The Board of Supervisors declares that the individuals representing the hospital industry, physician profession and nonphysician health care providers appointed to the Commission are intended to represent and further the interests of said industry, profession and providers, and that such representation and furtherance will ultimately serve the public interest. Accordingly, the Board finds that for purposes of determining whether any such Commissioner has a “financial interest” within the meaning of Government Code Section 87100, the industry, profession, and providers are tantamount to and constitute the public generally within the meaning of Section 87103 of the Government Code. [Ord. 5032 § 1, 2008].

7.58.040 Bylaws.

Procedures for the conduct of business not otherwise specified in this chapter, including provisions for the creation of standing committees, shall be contained in bylaws adopted by the Commission and submitted to the Board of Supervisors of each County for final approval. [Ord. 5032 § 1, 2008].

7.58.050 Quorum.

A majority of the appointed members of the Commission (excluding any positions that are vacant) shall constitute a quorum, and no act of the Commission shall be valid unless a majority of those members appointed and not disqualified from voting due to a conflict of interest concur therein. Any act of the Commission shall be accomplished by a roll call vote when such a vote is requested by any member in attendance. [Ord. 5032 § 1, 2008].

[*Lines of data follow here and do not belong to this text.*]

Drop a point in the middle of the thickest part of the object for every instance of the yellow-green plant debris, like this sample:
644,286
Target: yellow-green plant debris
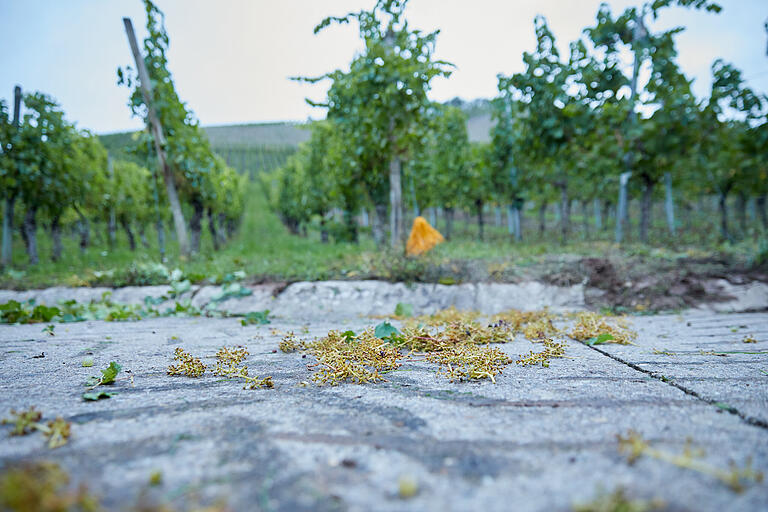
42,487
228,364
359,358
592,328
188,365
552,349
618,501
468,361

7.58.060 Status and power of Commission.

(A)    The Commission shall be considered an entity separate from the County of Santa Cruz, the County of Monterey, and the County of Merced. The Commission shall have all of the powers made available generally to commissions under Welfare and Institutions Code Section 14087.54. The Commission shall have the power to acquire, possess, and dispose of real or personal property, as may be necessary for the performance of its functions, to employ personnel and contract for services to meet its obligations, and to sue or be sued. Any obligations of the Commission, statutory, contractual, or otherwise, shall be the obligations solely of the Commission and shall not be the obligations of the County of Santa Cruz, the County of Monterey or the County of Merced.

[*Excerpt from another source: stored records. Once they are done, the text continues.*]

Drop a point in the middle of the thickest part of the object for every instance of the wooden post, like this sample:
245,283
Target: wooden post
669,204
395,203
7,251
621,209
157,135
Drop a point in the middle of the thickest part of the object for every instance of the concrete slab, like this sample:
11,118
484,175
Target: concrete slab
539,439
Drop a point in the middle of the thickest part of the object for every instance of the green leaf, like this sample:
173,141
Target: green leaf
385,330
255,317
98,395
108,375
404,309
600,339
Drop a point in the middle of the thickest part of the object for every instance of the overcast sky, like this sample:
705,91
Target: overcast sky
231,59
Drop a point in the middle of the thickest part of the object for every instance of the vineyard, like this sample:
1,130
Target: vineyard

(B)    Prior to approving an initial managed medical care system plan, the Commission shall submit a proposed draft plan to each respective Board of Supervisors for their review and comment, and shall consider any comments or recommendations made by each Board of Supervisors thereafter, before submittal to the State or execution by the Commission, the Commission shall submit to each respective Board of Supervisors for their review and comment: (1) the initial managed medical care system plan, as approved by the Commission, (2) any amendment to the system plan, and (3) any contract with the California Department of Health Care Services for the provision of health care services. [Ord. 5032 § 1, 2008].

7.58.080 Reports.

(A)    The Commission shall submit an annual report to each respective Board of Supervisors and County Administrative Office on or before January 31st of each year. The report shall highlight the activities, accomplishments, and future goals of the Commission.

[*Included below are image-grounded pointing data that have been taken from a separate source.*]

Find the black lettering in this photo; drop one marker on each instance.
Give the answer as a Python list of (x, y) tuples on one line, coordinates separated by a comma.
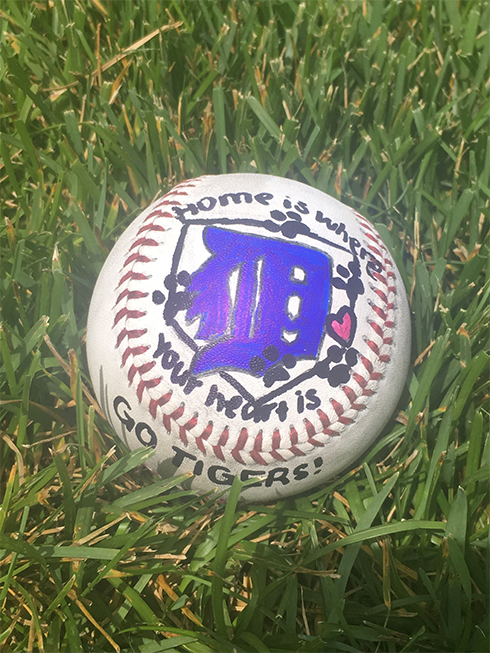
[(300, 472), (211, 201), (259, 413), (236, 197), (277, 474), (182, 379), (282, 410), (248, 473), (314, 400), (140, 428), (354, 244), (225, 476), (341, 230), (180, 456), (192, 383), (125, 419), (263, 413), (302, 208), (263, 198), (300, 407), (198, 467)]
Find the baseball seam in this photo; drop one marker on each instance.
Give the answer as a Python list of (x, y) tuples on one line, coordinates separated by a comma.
[(129, 310)]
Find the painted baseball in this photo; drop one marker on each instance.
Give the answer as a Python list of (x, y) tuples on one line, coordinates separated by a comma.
[(247, 325)]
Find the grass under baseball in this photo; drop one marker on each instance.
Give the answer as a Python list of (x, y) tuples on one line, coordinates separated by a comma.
[(104, 107)]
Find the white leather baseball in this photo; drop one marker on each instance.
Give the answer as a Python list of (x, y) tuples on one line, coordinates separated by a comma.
[(249, 325)]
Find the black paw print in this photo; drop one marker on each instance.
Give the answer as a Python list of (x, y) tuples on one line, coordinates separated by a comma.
[(178, 300), (276, 372), (339, 373)]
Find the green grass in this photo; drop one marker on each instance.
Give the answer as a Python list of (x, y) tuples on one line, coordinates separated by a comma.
[(382, 104)]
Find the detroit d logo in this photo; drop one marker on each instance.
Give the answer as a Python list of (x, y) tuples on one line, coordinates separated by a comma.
[(246, 306)]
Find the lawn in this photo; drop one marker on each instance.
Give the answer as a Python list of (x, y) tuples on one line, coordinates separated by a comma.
[(105, 106)]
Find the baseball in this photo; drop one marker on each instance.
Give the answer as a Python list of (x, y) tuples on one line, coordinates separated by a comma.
[(246, 325)]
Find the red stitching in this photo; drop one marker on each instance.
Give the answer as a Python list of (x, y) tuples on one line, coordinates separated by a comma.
[(150, 227), (144, 242), (131, 294), (353, 394)]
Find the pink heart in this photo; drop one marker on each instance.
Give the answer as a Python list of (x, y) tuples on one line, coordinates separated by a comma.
[(342, 329)]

(B)    Any of the respective Board of Supervisors may request that the Commission submit progress reports and recommendations at any time. [Ord. 5032 § 1, 2008].

7.58.090 Vacancies.

Vacancies occurring in the Commission shall be filled by the Board of Supervisors of the appointing County for the remainder of the unexpired term only. [Ord. 5032 § 1, 2008].

7.58.100 Severability.

The provisions of this chapter are severable. If any section, paragraph, sentence, phrase, or word of this chapter is declared invalid for any reason, that decision shall not affect any other portion of this chapter, which shall remain in full force and effect. [Ord. 5032 § 1, 2008].